Cultural artifacts (Native American pottery shards, historic homestead remnants) should be photographed and reported but never disturbed. They're federally protected under the Archaeological Resources Protection Act and the Antiquities Act, with real penalties for removal.

5. Minimize campfire impacts

Use a stove instead of a fire when possible. Stoves cook faster, leave no scar, and don't risk wildfire.

If you do build a fire: use only existing fire rings, burn only small dead-and-down wood (nothing larger than wrist-thick), burn everything to ash, and drown the fire completely before sleep — a fire that "feels cool" can reignite for hours after.

Many regions now ban open fires entirely during fire season (often May through October in the West). Check current restrictions on the land manager's website.

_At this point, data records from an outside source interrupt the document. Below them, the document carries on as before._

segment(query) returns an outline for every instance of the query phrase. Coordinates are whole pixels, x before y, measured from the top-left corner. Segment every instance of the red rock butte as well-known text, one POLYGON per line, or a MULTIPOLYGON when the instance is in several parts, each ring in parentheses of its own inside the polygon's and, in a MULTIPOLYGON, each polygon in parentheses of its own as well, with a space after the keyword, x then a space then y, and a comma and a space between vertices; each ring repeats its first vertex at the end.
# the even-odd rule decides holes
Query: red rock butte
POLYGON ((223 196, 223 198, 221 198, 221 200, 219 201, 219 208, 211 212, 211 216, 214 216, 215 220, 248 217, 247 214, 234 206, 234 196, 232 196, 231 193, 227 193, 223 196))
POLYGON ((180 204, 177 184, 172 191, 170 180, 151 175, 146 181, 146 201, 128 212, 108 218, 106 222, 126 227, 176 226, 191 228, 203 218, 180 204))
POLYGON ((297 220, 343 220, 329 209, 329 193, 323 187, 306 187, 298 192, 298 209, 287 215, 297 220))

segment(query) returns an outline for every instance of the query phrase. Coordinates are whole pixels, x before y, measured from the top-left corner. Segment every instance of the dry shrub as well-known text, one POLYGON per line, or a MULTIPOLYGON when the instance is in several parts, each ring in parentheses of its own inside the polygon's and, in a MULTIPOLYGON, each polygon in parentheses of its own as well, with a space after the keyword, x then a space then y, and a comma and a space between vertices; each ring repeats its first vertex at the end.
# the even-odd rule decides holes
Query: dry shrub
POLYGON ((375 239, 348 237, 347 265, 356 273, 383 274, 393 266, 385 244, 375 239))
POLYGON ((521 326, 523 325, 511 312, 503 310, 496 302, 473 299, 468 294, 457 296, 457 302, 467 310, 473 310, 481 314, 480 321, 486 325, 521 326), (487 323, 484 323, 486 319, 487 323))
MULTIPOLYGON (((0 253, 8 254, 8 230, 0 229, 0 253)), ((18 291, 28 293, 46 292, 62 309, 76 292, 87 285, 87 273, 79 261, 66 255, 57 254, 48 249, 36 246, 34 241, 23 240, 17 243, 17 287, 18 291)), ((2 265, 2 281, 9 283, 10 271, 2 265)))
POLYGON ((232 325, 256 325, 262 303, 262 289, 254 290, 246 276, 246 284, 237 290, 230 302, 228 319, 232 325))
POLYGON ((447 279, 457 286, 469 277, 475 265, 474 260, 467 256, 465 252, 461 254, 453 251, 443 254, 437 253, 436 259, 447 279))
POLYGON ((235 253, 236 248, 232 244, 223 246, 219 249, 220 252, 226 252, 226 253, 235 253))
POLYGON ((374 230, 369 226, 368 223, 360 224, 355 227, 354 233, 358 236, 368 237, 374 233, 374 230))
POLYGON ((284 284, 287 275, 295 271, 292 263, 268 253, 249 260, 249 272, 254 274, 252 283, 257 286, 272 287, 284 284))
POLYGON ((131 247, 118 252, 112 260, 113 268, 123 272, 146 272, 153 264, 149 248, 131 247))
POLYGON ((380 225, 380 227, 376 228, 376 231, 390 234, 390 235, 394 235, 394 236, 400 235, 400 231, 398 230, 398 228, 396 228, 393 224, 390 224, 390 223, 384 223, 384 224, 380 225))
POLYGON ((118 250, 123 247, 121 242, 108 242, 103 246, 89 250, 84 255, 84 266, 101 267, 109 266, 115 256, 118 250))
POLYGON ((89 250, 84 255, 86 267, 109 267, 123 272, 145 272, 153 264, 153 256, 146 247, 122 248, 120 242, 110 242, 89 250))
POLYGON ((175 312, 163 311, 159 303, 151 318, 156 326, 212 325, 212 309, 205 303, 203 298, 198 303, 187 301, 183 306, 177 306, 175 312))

The "I was just having a small fire" defense doesn't work — most of California's catastrophic wildfires were started by exactly that.

6. Respect wildlife

Never feed wild animals, even by accident. Habituating wildlife to human food makes them dangerous (they associate humans with food and lose fear) and shortens their lives (managers eventually have to remove them).

Store food properly. In bear country, use bear boxes, hard-sided canisters, or proper food hangs (10 feet up, 4 feet from the trunk, 4 feet below the branch). Cars are not bear-proof in many western parks — bears will tear them open for a scent of food.

Maintain distance. The NPS guideline is 100 yards from bears and wolves, 25 yards from everything else (bison, elk, moose, etc.). Most wildlife injuries trace to people getting closer than this for photos.

7. Be considerate of others

Yield correctly: uphill hikers have right-of-way, and everyone yields to horses. Step off-trail to the downhill side to let others pass.

Keep voices down. Many people come to the backcountry specifically for quiet. Save the loud conversations and Bluetooth speakers for the car.

Choose campsites away from other groups when possible. Visual privacy matters as much as audible distance.

Manage dogs: leashed where required, controlled in voice command everywhere else. A poorly-controlled dog is the fastest way to ruin a stranger's day.

Follow group-size limits — many wilderness areas cap groups at 8 or 12 for ecological reasons.

Why LNT is more relevant than ever

Trail usage in the US has roughly doubled since 2010. Areas that absorbed minor impact 30 years ago now show measurable degradation. The choice for the next decade isn't "should we follow LNT" — it's "do we follow it voluntarily, or wait for permit systems and closures to enforce it for us."

Every popular trail that gets closed or permit-restricted shifts pressure to the next-most-popular trail. Practicing LNT isn't just about the trail you're on today; it's about keeping the network of trails available for everyone.